The compost may contain the microorganism bed at a capacity ratio of about 5 to 50% inclusive, or specifically about 10 to 30% inclusive. To reduce the adjustment cost (time and labor), the compost may contain microorganisms other than the inoculum without being sterilized. For such unsterilized compost, a small amount of microorganism may not allow the inoculum to grow fully, and a large amount of inoculum may use a large amount of the microorganism bed. When isolate cultured-nonmycorrhizal filamentous fungi are used as symbiotic microorganisms, the compost is to contain a growth substrate for nonmycorrhizal filamentous fungi. Thus, the compost may contain organic matter serving as the growth substrate of fungi at a capacity ratio of about 3 to 30% inclusive, or more specifically about 5 to 15% inclusive, with nutrients including nitrogen, phosphorus, and potassium adjusted to be in the above quantities.

Any rooting source such as a seed, a cutting, a herbaceous cutting, or vegetable tissue is placed in the compost prepared in the manner described above. The temperature or moisture is adjusted for rooting conditions to allow the rooting source of a target plant to root in the compost. The rooting source may be of any plant body (including a vegetable cell) that causes a plant to root.

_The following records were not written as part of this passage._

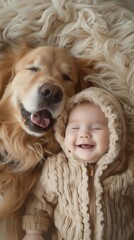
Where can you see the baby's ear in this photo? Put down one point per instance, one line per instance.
(84, 68)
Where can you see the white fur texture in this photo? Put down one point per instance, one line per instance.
(103, 31)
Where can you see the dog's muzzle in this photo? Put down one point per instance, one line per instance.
(49, 99)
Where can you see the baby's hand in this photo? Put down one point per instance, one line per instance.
(33, 237)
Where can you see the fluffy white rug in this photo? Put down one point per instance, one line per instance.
(103, 31)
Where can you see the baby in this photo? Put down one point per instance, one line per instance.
(87, 189)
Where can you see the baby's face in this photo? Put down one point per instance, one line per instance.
(87, 134)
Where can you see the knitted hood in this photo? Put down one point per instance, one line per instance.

The plant-growth compost that does not involve sterilization is more easily prepared in a large amount than the microorganism bed. The microorganism bed may be prepared on the sterilized growth substrate at a small amount for growing seedlings. The microorganism bed may thus be mixed into the compost uniformly at about a capacity ratio of 5 to 30 to the entire compost or may be located to surround the rooting source (for example, within a radius of about 1 to 3 cm from the rooting source). In particular, when isolate cultured-nonmycorrhizal filamentous fungi are used as symbiotic microorganisms, the inoculum obtained through isolation and pure culture on a typical medium with a typical culture method can extend and grow their mycelia with the growth substrate such as humus. The microorganism bed obtained by growing the inoculum with the growth substrate functions as plant growth compost that allows easy access and handling. In this microorganism bed, the inoculum grows mycelia. When the microorganism bed is placed to allow the root of the target plant to extend while the mycelia derived from the inoculum are growing, the inoculum can grow the mycelia to have a symbiotic relationship more reliably with the target plant, although the amount of microbial inoculant (microorganism bed) is small.

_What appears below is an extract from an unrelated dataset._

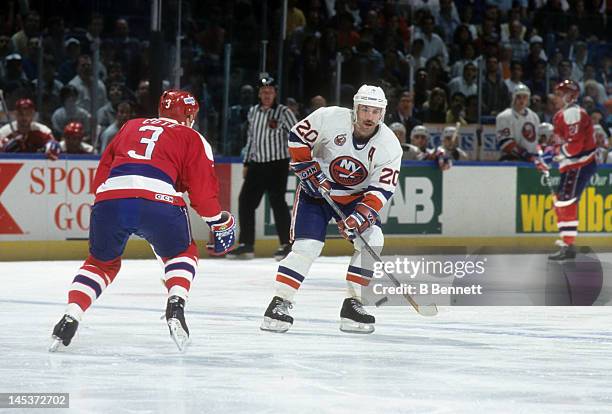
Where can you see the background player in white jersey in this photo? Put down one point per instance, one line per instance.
(138, 185)
(356, 157)
(516, 128)
(418, 149)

In several days to several weeks after the growing plant starts rooting in the compost (specifically, the rooting source is placed into the compost to be ready to root), the mycelia derived from the symbiotic microorganisms serving as inoculums can extend in the rhizosphere of the target plant to establish a symbiotic relationship with the target plant. The period taken for the mycelia to adhere to the plant root from the start of rooting varies depending on, for example, the plant species, the rooting source, or the temperature condition. The mycelia adhering to the root refers to the mycelia of symbiotic microorganisms invading into cells or spaces between cell walls of the root of the target plant in compost (endophytic) or the mycelia adhering to the surface of the root (ectomycorrhizal).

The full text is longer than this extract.